# I think I'm ready to get serious



## chataboutthat (Jun 6, 2013)

about completely grooming Tippi myself. When I take her to be groomed, all I have them do is feet, fanny and face. They trim her toenails too. She goes about once every 2 months (I bathe her every 2-3 weeks).

So here's my question. If I buy this clipper, will it take care of her paw pads, the area between her eyes, and her fanny?

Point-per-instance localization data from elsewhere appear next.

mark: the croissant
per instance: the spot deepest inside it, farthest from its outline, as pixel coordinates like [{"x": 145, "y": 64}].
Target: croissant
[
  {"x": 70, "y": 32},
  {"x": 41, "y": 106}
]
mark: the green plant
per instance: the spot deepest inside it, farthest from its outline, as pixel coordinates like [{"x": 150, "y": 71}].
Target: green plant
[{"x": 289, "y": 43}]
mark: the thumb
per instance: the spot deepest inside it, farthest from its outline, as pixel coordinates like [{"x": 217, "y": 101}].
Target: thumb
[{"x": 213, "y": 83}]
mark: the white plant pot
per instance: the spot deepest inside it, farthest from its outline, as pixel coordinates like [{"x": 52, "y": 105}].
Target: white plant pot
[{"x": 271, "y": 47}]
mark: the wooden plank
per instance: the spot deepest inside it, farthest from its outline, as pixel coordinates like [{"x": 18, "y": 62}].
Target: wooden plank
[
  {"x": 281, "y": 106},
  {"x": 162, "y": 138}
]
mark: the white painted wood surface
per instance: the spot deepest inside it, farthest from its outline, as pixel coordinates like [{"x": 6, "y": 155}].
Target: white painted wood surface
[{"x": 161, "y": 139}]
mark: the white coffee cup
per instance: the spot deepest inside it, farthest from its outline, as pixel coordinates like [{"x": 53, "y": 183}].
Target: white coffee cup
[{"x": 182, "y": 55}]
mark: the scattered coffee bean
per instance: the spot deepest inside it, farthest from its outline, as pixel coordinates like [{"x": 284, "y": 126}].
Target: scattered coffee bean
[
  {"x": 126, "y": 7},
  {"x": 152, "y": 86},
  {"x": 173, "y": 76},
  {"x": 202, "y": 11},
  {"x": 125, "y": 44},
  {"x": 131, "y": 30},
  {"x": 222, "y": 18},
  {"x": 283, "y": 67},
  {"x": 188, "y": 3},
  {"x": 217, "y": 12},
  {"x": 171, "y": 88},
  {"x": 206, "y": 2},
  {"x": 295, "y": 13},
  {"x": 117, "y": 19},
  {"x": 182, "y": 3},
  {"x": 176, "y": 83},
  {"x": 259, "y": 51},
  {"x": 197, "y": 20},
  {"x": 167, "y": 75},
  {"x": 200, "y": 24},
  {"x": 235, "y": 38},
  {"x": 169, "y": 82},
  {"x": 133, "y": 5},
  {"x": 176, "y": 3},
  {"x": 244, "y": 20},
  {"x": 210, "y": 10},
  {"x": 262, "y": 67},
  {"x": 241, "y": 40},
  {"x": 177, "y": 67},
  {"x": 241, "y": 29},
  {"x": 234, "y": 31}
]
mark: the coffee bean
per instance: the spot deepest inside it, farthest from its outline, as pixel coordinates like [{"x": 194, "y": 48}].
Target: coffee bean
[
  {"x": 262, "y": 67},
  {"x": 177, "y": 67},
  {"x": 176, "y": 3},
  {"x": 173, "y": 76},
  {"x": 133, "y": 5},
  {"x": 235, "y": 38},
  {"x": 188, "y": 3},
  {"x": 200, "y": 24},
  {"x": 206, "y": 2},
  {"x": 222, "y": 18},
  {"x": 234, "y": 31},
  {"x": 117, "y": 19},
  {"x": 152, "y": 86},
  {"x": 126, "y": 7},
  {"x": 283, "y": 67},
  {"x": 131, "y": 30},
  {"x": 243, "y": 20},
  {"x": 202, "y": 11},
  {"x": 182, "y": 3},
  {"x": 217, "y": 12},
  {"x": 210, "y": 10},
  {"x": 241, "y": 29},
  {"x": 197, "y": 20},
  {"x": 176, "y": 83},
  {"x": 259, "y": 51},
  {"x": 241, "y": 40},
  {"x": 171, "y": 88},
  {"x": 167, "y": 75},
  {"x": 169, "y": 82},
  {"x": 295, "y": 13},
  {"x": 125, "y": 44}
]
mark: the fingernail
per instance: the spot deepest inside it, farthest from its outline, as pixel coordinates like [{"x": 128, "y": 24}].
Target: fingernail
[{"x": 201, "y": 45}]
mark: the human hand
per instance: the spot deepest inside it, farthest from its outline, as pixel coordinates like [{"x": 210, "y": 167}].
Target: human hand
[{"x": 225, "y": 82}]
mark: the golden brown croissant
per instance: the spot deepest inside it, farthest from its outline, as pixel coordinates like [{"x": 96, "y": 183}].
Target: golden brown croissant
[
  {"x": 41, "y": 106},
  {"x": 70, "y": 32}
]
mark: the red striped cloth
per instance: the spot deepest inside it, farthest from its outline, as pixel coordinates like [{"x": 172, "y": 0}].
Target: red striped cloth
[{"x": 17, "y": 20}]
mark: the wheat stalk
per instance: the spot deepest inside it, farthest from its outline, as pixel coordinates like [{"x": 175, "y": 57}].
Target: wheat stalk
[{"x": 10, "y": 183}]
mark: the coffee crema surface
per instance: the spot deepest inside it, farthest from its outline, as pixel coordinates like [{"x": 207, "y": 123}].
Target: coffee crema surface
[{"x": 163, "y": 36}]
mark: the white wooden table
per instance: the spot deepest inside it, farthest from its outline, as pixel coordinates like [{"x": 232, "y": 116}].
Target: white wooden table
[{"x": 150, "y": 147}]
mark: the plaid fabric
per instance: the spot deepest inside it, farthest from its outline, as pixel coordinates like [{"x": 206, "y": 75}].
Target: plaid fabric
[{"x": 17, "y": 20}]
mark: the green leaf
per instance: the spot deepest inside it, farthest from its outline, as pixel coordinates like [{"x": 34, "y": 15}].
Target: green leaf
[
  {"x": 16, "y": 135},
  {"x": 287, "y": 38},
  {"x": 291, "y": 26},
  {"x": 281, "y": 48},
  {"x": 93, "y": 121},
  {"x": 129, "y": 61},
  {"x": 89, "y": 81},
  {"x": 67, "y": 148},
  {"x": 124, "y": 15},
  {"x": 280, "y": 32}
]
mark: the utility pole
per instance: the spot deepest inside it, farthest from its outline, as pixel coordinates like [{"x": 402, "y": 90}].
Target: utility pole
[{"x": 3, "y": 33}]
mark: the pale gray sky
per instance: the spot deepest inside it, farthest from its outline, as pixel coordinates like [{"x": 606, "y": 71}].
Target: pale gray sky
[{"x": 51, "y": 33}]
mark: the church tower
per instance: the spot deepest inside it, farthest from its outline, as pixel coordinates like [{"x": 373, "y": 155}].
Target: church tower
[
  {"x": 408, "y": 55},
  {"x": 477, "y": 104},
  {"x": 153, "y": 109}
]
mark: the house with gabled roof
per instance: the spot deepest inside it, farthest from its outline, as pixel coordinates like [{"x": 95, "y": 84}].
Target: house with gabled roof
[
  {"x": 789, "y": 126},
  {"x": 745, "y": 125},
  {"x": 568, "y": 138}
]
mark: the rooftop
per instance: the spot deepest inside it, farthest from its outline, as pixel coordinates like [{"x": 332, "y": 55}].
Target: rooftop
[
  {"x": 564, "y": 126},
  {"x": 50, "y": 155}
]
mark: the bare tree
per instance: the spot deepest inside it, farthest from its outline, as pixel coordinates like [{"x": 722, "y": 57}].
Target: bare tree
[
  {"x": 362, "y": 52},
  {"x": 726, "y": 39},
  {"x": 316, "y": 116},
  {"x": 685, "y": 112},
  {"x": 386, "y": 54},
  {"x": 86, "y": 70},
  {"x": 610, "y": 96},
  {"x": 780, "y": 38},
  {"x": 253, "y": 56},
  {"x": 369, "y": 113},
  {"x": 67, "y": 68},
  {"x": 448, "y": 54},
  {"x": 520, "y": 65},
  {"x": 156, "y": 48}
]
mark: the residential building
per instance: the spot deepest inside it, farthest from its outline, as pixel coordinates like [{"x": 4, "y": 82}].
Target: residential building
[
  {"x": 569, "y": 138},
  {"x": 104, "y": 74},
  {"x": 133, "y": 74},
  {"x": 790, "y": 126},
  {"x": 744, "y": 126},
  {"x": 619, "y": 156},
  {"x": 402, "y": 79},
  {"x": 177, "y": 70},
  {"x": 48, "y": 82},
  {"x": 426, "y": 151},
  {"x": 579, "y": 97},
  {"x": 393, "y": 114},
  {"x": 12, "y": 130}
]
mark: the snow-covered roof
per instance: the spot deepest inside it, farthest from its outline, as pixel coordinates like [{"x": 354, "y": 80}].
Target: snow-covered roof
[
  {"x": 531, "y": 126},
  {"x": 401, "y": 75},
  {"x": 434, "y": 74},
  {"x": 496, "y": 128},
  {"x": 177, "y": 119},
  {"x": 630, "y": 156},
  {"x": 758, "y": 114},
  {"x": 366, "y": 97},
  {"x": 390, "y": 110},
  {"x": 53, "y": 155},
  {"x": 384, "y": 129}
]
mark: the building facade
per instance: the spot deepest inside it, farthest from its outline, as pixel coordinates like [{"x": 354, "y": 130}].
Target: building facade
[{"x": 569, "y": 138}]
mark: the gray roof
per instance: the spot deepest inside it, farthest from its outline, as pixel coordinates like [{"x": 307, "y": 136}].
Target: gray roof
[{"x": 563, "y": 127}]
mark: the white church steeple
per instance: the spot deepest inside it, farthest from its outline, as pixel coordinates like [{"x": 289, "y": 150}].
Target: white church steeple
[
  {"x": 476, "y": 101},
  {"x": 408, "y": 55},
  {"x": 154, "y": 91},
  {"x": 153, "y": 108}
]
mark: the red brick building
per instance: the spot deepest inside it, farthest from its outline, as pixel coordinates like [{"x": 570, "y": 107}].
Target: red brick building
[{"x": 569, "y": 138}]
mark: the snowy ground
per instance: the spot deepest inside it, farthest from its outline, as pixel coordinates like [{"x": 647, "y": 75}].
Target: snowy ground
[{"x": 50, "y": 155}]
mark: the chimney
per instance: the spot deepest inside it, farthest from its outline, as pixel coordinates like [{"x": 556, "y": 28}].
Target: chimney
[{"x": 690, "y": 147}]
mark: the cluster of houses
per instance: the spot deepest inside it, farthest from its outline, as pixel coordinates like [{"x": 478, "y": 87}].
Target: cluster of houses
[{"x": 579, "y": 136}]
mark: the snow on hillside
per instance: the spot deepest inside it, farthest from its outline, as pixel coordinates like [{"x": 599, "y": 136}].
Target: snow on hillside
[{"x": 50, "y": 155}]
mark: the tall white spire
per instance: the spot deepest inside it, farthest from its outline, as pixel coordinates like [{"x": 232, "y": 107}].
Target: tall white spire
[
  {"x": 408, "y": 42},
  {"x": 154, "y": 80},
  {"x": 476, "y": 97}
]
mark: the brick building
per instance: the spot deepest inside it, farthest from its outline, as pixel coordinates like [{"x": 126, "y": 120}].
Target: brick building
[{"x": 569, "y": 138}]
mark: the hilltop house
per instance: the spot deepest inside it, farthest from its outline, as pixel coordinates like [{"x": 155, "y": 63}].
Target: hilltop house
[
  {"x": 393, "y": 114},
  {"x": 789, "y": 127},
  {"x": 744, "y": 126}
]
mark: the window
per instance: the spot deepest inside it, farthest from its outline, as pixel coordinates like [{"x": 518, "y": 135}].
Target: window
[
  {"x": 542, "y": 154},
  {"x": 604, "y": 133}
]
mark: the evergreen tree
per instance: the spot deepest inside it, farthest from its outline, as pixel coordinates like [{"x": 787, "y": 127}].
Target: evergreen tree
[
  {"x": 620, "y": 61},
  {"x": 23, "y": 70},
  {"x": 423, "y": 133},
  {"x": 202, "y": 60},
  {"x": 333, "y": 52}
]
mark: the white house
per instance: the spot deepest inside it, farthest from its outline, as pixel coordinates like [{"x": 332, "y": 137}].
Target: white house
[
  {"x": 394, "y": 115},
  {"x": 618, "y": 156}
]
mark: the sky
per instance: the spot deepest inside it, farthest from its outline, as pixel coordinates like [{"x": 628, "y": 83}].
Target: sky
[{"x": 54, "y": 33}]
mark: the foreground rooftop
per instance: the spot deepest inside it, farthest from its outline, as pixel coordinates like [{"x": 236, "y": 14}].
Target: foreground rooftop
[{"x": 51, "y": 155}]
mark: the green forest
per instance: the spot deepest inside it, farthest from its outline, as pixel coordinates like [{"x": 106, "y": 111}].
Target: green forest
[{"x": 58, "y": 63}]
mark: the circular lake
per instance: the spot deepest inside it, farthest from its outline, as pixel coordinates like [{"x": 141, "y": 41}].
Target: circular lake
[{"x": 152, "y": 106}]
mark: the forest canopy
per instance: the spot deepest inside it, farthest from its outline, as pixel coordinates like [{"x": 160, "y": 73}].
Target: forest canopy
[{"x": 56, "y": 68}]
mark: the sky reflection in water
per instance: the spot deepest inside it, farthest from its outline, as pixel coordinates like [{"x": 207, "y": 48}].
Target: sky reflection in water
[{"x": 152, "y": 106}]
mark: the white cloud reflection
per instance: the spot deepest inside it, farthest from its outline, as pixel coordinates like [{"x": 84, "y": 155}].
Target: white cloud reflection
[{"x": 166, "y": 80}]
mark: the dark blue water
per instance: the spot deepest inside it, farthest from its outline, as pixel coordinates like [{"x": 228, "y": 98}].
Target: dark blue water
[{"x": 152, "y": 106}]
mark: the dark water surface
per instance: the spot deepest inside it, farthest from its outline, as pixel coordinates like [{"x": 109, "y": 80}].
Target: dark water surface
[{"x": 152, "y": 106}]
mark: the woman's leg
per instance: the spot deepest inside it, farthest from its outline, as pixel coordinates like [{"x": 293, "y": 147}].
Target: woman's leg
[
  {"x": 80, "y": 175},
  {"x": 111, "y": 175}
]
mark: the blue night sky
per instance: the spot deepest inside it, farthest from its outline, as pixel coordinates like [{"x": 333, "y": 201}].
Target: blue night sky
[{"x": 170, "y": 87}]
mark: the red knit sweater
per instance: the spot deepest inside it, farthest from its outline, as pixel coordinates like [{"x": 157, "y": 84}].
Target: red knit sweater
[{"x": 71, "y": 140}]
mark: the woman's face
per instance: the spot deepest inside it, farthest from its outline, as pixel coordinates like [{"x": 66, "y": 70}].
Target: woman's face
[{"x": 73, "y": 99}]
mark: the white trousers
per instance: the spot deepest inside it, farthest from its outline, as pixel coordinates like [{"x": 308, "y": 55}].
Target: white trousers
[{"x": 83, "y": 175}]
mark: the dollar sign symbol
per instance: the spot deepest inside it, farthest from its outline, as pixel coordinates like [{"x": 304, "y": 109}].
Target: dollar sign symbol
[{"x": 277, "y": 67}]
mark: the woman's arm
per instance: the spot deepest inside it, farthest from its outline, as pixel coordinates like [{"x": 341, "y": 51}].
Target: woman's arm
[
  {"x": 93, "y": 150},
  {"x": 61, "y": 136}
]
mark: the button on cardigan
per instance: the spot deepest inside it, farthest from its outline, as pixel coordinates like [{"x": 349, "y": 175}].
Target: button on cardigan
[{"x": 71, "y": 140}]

Amazon.com: Wahl Professional 8685 Peanut Classic Clipper/Trimmer: Health & Personal Care

And am i smart enough to trim her toenails without amputating a paw?


----------



## lfung5 (Jun 30, 2007)

They are very small clippers but they should do the small areas that you want to do. I actually use Andis clipper to do the entire body, butt and pads. I think they are the Andis A2. For the eye area, you probably want to use scissors. I use the type that have a curve and balls at the end of the blades. I hold the curve at the bridge of the nose to trim so I can't cut their eyes.


----------



## Carmenchanwong (Apr 15, 2014)

I love the peanut, its very small that fit my hand, I clean my 4 months old boy's paw pads, and boy part every week, no complain !!


----------



## chataboutthat (Jun 6, 2013)

lfung5 said:


> They are very small clippers but they should do the small areas that you want to do. I actually use Andis clipper to do the entire body, butt and pads. I think they are the Andis A2. For the eye area, you probably want to use scissors. I use the type that have a curve and balls at the end of the blades. I hold the curve at the bridge of the nose to trim so I can't cut their eyes.


Will these work??
http://www.kvsupply.com/dubl-duck-shears/84362?gclid=CJfDsZ3g5b8CFSsV7AodZgQANw


----------



## lfung5 (Jun 30, 2007)

I use this one. It's longer but I like it.

http://www.carealotpets.com/products/ball-point-curved-shear-with-rest-65-in__2074.aspx


----------



## chataboutthat (Jun 6, 2013)

thanks, linda!


----------